The guide, funded by the BMA, comes as the NHS workforce continues to battle COVID-19 – its greatest challenge to date, it says.
It urges NHS managers to create ‘mentally healthy’ cultures at work and dispel the rising myth of the ‘hero narrative’ fuelled as it has been by the recent elevation of NHS staff.
‘Mental health still seems to be something that is not openly discussed given the requirement for being strong in our roles,’ one NHS worker told MIND in its research for the guide.
The guide includes tips and advice on how to be a more ‘compassionate leader’ and to tackle the stigma of mental ill health in the workplace. ‘Compassionate leadership is needed now more than ever, and staff wellbeing needs to be a priority,’ it says.
Its tips include, creating visible places for information about mental health and mental health problems, opportunities for staff to talk about mental health, such as in workshops, and lists of doctors with mental health problems who are seen as ‘strong’ or ‘successful’.
Ask for help
‘Having people they can relate to, talk about their own mental health, will help people who may be struggling,’ it adds. ‘As NHS leaders, you play an essential role in reducing mental health stigma and creating cultures where reaching out for support is encouraged and welcomed,’ the guide says.
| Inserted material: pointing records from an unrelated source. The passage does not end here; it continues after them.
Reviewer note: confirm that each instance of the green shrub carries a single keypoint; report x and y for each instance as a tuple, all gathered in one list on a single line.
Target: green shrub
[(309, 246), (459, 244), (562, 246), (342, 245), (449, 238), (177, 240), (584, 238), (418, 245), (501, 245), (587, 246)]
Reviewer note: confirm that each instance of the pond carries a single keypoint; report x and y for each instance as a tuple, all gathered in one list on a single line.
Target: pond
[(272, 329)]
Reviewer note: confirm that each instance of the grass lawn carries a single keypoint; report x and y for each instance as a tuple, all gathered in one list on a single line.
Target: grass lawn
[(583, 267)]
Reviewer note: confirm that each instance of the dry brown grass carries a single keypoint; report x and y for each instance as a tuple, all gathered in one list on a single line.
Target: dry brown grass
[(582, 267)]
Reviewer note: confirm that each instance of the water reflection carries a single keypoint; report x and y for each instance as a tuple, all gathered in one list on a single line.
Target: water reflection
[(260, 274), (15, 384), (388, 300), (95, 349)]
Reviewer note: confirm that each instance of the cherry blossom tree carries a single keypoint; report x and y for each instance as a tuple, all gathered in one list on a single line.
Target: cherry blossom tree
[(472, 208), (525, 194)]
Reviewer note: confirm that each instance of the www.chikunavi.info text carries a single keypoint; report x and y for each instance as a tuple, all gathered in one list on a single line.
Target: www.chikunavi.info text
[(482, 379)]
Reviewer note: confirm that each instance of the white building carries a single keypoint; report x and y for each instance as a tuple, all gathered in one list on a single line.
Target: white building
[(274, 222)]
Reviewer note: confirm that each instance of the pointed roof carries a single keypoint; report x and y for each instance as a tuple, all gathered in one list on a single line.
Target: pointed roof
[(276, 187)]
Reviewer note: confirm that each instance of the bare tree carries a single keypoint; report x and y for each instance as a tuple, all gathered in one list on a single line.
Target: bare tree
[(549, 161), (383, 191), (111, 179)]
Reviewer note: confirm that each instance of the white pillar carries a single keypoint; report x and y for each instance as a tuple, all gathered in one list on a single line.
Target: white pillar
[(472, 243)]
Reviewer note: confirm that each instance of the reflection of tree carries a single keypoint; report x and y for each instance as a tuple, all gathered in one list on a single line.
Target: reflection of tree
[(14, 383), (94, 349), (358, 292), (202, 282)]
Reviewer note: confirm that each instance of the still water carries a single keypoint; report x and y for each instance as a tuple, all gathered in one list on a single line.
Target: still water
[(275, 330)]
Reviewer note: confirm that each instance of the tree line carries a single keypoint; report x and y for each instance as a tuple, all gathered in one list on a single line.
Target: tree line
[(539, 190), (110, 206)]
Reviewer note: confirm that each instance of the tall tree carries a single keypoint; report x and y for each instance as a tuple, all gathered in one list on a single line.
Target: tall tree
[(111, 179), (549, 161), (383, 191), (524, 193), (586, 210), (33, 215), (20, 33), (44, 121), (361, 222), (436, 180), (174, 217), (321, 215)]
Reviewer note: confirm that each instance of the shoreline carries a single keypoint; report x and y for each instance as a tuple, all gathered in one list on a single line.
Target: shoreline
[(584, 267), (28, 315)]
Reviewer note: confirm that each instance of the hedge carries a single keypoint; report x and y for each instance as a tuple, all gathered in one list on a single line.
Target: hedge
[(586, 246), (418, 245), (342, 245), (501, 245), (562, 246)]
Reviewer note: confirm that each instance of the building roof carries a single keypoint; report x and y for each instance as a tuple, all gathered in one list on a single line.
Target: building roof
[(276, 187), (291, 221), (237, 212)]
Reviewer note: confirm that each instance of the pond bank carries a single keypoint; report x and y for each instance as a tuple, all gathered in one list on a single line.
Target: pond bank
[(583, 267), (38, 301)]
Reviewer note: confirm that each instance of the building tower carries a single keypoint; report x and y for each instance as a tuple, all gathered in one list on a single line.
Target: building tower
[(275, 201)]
BMA mental health policy lead Andrew Molodynski says the guide should empower employers to support staff.
‘The relentless demands of the pandemic have taken a heavy toll on the mental health and well-being of the NHS workforce over the last year as many have been stretched to their absolute limit,’ he added. ‘With such sustained levels of unprecedented pressure, it is absolutely crucial that the NHS can adapt to meet the growing mental health needs of an increasingly exhausted and fragile workforce.’
Most doctors in England, Wales, and Northern Ireland are suffering some form of anxiety or depression, according to the BMA’s most recent tracker survey of the profession. Almost half (46 per cent) said their condition had worsened since the start of the pandemic.
Doctors are also being helped to cope with loss, death, and grief with a short film by Child Bereavement UK, also funded by the BMA. The video includes advice from the charity’s medical adviser Su Laurent to help doctors spot signs of stress and burnout.